This doesn’t make much sense when applying it to your guitar tone does it.  In fact here are some more definitions of warm they list.

  • serving to maintain or preserve heat especially to a satisfactory degree 
  • A sweater
  • feeling or causing sensations of heat brought about by strenuous exertion
  • comfortably established 
  • marked by strong feeling 
  • marked by excitement, disagreement, or anger 
  • marked by or readily showing affection, gratitude, cordiality, or sympathy 
  • accompanied or marked by extreme danger or duress
  • having the color or tone of something that imparts heat

None of these definitions really have anything to do with guitar amp tones do they?

I wonder then how this phrase got started about a warm tone.  Could it be because tube amps get pretty hot? And maybe because they get hot, the phrase warm started getting used to describe them.

I don’t think I’ve ever heard anyone describe Solid State amps as warm. Have you ever heard anyone describe Amp modulators as warm? Or guitar amp plugins? Usually you have to find ways to warm them up don’t you? Maybe with a tube plugin of some sort.

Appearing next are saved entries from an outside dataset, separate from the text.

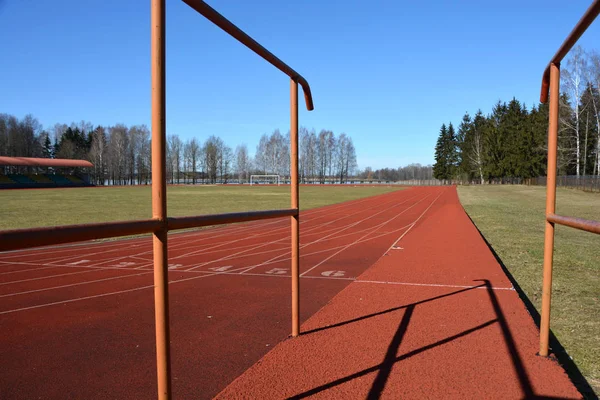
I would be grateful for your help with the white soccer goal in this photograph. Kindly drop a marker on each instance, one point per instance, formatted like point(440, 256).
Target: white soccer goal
point(265, 179)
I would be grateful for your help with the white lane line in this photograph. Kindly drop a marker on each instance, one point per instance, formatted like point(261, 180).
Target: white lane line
point(74, 284)
point(178, 236)
point(45, 277)
point(253, 225)
point(102, 295)
point(340, 230)
point(304, 228)
point(414, 223)
point(24, 270)
point(433, 285)
point(362, 237)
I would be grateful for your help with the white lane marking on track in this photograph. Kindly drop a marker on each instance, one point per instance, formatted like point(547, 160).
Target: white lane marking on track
point(74, 284)
point(432, 285)
point(362, 237)
point(220, 269)
point(318, 227)
point(415, 222)
point(108, 268)
point(138, 242)
point(79, 262)
point(341, 230)
point(45, 277)
point(333, 273)
point(259, 226)
point(277, 271)
point(103, 294)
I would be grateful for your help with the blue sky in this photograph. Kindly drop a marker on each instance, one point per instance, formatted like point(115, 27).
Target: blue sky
point(387, 73)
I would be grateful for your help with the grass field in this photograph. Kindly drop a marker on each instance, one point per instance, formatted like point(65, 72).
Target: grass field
point(512, 220)
point(48, 207)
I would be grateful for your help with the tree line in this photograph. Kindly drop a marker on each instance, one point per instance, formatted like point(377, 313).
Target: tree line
point(121, 154)
point(512, 142)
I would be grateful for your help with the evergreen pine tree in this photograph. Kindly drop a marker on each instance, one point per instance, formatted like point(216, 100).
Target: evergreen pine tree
point(440, 168)
point(451, 152)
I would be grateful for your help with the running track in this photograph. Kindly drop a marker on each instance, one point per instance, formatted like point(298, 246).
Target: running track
point(78, 321)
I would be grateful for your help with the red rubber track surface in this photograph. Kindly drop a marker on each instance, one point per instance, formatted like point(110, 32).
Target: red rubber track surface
point(435, 318)
point(78, 321)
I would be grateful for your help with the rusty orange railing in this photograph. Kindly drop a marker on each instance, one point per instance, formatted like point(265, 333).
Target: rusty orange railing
point(160, 224)
point(551, 83)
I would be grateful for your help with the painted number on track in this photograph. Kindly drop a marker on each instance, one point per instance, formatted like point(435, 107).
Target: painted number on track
point(277, 271)
point(221, 269)
point(124, 264)
point(333, 273)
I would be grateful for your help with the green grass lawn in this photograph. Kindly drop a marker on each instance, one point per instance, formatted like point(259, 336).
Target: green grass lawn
point(49, 207)
point(512, 220)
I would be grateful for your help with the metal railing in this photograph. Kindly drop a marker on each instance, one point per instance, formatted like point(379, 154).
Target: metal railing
point(160, 224)
point(550, 91)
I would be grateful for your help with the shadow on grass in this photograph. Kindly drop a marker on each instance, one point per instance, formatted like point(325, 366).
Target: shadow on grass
point(385, 367)
point(555, 346)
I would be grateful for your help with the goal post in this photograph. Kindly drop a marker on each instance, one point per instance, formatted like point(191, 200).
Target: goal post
point(262, 178)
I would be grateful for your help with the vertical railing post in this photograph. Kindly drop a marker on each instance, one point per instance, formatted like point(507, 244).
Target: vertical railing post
point(550, 207)
point(159, 199)
point(295, 203)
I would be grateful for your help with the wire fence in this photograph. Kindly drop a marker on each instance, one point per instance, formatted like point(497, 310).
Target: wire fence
point(588, 183)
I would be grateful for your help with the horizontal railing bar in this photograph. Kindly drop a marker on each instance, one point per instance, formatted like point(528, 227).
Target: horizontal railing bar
point(228, 218)
point(46, 236)
point(577, 223)
point(585, 21)
point(212, 15)
point(20, 239)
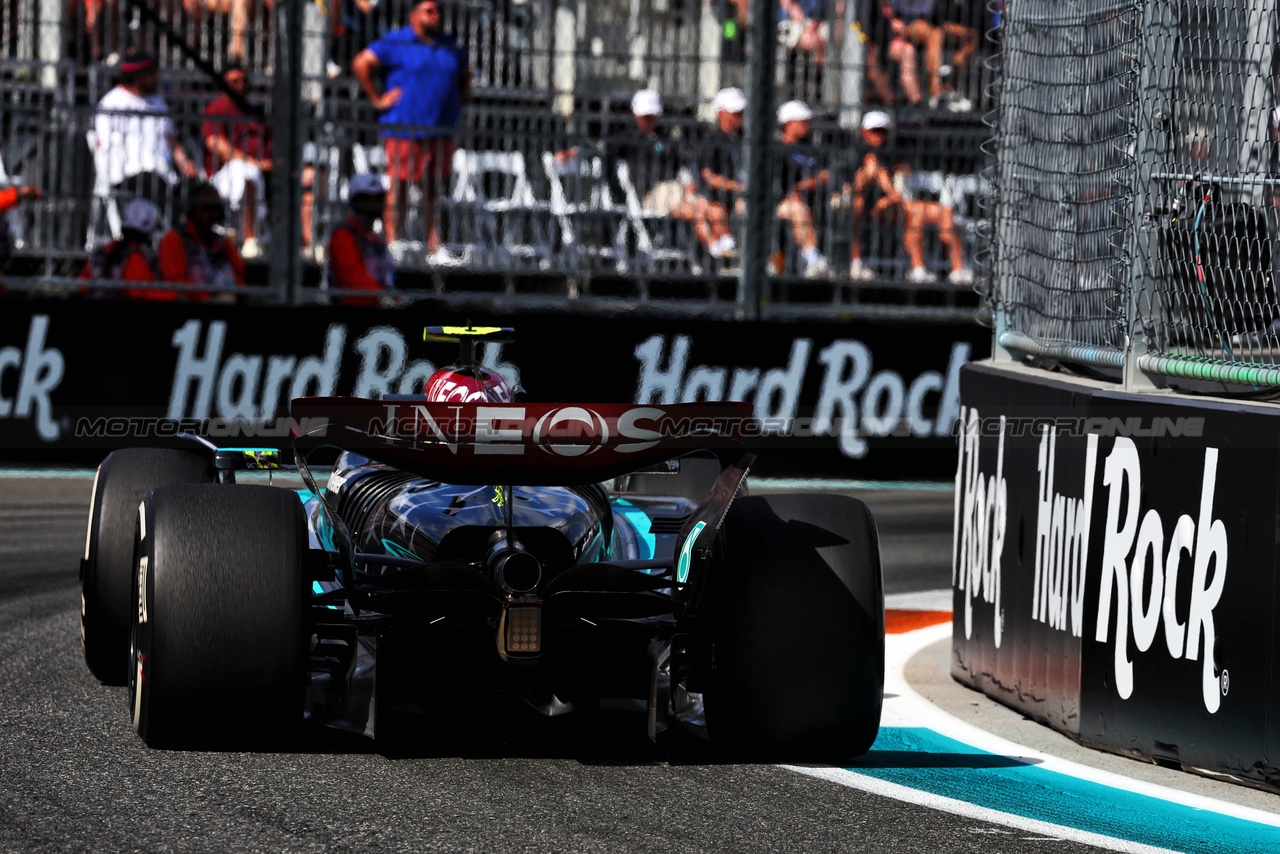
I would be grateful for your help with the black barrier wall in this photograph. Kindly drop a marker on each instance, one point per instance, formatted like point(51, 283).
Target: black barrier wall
point(855, 398)
point(1115, 567)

So if heat from a tube amp was the initial catalyst for the phrase warm being used to describe an amp’s tone, then what definitions should we apply to warm when used in this manner.

Here are Mine

  • Notes that sag
  • Non-piercing
  • Pleasing to the ear
  • Big and full
  • Notes give in to the amp
  • Sounds like dust surrounds the notes
  • Inspires you
  • Puts big smiles on faces 🙂
  • Glassy
  • Demands you play the Wind Cries Mary riff at least once
  • Feel the notes through your hand
  • Can’t stop playing
  • Causes you to repeat over and over again how Awesome the sound is

I’m having a little fun with this, but what do you think of when you hear “Warm Tone”?

8 thoughts on “What Does a Warm Tone Even Mean!”

  1. A round sound with no harsh edges. Clean with just enough “huh” like a good chest bump, yet soft enough to caress. Notes that just sort of fade into the sunset. Not… gritty, harsh all mashed up tones, With certain notes that pop you in the face.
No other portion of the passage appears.